Trace be Nimble. Trace be Silent.

We took a quick and silent approach within Outbrain’s tracing infrastructure. We use metrics to record tracing activity such as span creation rates and internal trace errors. We decided to not log trace errors as this may bombard an application with logs that owners won’t know how to solve. Test what would happen if your trace collector is non-responsive or slow to accept requests. Application should behave normally even when trace infrastructure falls apart.

Another trick we used was wrapping tags and (trace) logs with lambdas (Supplier in JAVA lexicon). If you have an expensive tag, say a request body, use a lambda:

tracer.withTag(“body”, () -> objectMapper.writeValueAsString(pojo))

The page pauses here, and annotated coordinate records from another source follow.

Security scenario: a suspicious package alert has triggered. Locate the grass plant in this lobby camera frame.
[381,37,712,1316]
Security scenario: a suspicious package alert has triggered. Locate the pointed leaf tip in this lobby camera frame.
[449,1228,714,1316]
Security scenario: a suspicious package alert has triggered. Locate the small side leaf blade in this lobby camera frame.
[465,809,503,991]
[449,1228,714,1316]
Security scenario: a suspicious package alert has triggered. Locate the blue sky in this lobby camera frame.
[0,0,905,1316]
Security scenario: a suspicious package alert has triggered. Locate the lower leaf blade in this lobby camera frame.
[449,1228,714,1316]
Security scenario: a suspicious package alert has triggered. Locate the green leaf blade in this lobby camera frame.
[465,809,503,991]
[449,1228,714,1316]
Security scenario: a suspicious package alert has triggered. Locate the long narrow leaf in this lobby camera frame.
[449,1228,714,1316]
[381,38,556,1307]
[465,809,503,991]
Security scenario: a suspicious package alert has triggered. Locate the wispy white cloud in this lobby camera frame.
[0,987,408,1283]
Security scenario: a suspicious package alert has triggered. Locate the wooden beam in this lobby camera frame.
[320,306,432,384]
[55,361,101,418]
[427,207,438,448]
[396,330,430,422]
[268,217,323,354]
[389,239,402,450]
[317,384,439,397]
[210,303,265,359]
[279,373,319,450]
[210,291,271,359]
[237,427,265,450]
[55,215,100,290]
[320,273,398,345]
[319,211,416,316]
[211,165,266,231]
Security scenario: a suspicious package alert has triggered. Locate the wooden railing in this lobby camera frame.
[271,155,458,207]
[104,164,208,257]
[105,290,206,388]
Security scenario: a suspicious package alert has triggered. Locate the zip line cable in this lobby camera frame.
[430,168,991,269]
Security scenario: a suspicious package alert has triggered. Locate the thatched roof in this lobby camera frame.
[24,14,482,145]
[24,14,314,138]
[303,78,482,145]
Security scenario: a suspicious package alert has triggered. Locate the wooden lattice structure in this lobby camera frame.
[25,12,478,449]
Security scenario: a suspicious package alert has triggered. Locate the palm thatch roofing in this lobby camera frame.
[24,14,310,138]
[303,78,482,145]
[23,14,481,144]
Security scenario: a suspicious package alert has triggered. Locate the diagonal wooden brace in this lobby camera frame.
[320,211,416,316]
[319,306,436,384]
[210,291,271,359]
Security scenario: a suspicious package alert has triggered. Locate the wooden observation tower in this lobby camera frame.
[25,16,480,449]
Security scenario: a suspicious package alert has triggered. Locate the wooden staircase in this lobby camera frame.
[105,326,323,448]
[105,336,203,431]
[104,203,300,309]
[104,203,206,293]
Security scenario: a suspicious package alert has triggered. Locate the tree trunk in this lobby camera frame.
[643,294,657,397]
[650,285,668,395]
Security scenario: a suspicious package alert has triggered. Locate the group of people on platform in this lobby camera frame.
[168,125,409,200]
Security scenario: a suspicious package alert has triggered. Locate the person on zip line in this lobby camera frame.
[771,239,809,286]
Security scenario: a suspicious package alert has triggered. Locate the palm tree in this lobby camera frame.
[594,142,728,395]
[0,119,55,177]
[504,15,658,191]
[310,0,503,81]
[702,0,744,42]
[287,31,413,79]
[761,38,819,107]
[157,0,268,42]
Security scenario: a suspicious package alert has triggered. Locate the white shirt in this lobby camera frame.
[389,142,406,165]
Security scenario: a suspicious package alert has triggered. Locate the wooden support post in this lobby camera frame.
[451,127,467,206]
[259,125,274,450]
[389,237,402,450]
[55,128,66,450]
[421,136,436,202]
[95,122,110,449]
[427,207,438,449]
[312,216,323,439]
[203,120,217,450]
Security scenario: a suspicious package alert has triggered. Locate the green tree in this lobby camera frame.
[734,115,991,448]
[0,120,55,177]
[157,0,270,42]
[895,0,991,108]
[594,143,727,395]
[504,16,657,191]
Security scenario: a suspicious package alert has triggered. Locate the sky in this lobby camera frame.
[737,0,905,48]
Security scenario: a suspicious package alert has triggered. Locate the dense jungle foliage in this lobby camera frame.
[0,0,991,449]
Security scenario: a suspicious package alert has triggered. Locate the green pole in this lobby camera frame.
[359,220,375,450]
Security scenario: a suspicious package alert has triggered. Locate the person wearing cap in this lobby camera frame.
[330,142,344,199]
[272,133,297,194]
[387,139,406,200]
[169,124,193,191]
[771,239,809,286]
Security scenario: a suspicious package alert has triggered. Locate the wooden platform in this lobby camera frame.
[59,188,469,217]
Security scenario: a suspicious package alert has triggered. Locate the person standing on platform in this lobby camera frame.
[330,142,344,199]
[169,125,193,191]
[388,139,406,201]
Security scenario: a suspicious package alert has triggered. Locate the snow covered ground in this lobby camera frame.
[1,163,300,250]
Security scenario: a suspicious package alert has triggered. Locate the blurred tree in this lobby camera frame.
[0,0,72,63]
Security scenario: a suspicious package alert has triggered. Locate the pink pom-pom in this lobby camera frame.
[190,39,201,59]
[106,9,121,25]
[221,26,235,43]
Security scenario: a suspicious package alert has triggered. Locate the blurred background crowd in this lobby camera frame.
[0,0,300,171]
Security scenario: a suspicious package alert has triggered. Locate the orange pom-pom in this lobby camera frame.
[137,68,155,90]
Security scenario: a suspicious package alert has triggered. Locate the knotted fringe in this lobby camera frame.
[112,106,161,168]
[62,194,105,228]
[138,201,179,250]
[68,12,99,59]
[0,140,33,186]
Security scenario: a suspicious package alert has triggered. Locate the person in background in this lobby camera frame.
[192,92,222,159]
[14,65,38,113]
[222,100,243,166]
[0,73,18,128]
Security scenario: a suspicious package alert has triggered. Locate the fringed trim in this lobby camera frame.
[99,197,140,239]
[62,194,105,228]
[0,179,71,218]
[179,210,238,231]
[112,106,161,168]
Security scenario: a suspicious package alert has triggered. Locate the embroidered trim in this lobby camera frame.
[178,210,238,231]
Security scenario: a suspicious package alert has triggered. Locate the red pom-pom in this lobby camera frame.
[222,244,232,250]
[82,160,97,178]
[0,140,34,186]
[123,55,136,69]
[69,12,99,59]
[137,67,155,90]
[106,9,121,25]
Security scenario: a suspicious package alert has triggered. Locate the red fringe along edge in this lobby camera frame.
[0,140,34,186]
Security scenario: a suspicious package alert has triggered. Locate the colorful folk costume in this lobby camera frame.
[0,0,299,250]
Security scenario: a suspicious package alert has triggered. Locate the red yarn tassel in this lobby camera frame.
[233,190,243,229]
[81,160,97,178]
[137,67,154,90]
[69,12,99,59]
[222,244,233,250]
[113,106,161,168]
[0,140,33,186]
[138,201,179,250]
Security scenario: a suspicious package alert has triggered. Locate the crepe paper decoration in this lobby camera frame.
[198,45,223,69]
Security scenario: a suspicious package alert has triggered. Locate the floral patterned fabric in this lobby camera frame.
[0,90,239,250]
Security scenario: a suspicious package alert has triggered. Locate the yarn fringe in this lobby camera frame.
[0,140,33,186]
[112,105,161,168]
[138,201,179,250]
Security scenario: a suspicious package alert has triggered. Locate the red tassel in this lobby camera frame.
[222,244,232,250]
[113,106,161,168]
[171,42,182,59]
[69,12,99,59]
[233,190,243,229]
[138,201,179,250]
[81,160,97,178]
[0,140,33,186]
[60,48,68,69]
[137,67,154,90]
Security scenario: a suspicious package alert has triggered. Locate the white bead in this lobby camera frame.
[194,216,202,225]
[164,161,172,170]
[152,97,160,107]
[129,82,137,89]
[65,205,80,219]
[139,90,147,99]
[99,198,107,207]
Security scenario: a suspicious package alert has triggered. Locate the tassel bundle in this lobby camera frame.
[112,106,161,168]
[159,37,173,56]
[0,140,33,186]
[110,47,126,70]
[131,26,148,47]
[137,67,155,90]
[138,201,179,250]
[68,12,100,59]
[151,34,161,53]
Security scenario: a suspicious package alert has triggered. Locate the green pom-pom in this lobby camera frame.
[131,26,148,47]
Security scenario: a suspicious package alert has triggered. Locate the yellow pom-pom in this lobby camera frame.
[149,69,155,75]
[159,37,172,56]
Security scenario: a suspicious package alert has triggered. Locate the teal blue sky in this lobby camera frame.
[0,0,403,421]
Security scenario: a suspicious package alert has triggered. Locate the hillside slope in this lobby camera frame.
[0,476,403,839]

Due to Outbrain’s ad hoc tracing approach, expensive tags are only executed a small fraction of the time thus saving on performance.

Integration Tests

Do you have integration test or a simulated environment? Why not enable tracing in the tests? It is a good way to see how tracing behaves in near production like scenarios without overloading your services. The other benefit is when a test fails you have a trace which can help you troubleshoot.

In conclusion

Treat tracing as additional monitor tool in the ecosystem, not a replacement. Start slow, increment your changes, be silent and performance neutral. We abstracted creating spans within our own framework so developers don’t create spans themselves. Finally, treat the tracer as a combination of a logging and metrics.

For me, the most valuable insight to tracing was detailed understanding of Outbrain’s business flows. A new employee joining a team can examine a trace to see the critical code path for specific business requests. Reviewing traces has a self-documentation feature that we didn’t expect.